Britannic III's cabin class designation was equivalent to first class, and was also the largest afloat at that time.

Britannic III underwent her sea trials on May 27th, 1930, and was delivered, with guests, the following month.

Britannic III's maiden voyage began on June 28th 1930, between Liverpool, Belfast, Glasgow and New York. Britannic III found herself cruising between New York and the West Indies out of season.

On 10th May, 1934, Britannic III was taken over by the Cunard-White Star Line, retaining her White Star Line livery.

Britannic III underwent a refit in 1934, and had her open decking enclosed.

Britannic III found herself operating on the London, Le Havre, Southampton to New York route, commencing on 19th April, 1935.

In 1936, Britannic III , complete with her sister ship Georgic II, were the last two White Star Line ships in operation, a terrible fact when you consider the once plentiful fleet of ships the line operated across the globe.

On 29th August, 1939, Britannic III was requisitioned as a troopship for 3,000 men, later increased to 5,000. Her first trooping voyage was to Bombay, from the Clyde.
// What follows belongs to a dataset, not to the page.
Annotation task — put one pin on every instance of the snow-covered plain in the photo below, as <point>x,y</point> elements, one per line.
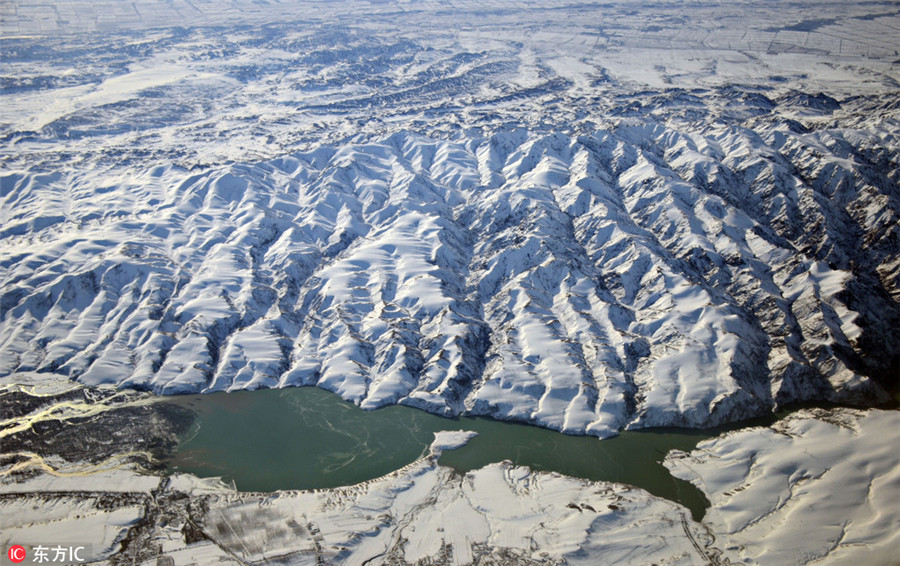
<point>818,488</point>
<point>587,217</point>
In the March of 1943, Britannic III operating between the U.S. and Tangiers, carrying troops for the Sicily landings.

In the September of 1945, the end of hostilities, Britannic III had carried some 180,000 troops, and travelled 376,000 miles.

During 1946, Britannic III she spent the year operating mainly on repatriation work, mainly the Far East, and also between Bombay and the U.K.

In March, 1947, Britannic III reverted to operating for the Cunard-White Star Line, and was refitted at Liverpool, with the promenade deck enclosed along it's full length.

On May 22nd, 1948, Britannic III operated, without any consorts, a Liverpool, Cobh, and New York service, and found herself on the New York to the Caribbean run out of season once more.

On 1st June, 1950, Britannic III collided with the United States Line's cargo vessel Pioneer Land, in the Ambrose Channel, New York. After inspection, Britannic III was able to continue her voyage. In the winter, Britannic III operated 45 - 55 day long cruises out of New York.

On 11th Novembber, 1960, Britannic III made her final sailing, between Liverpool and New York. She left New York on the 25th November, arriving at Liverpool on 2nd December, the very final sailing of the entire White Star Line. Britannic III had made about 275 voyages in total.

Britannic III was sold on the 4th December, 1960, and left Liverpool under her own power, having been sold for scrap to Thomas Ward & Co., and was scrapped at Inverkeithing, as seen her in the map below.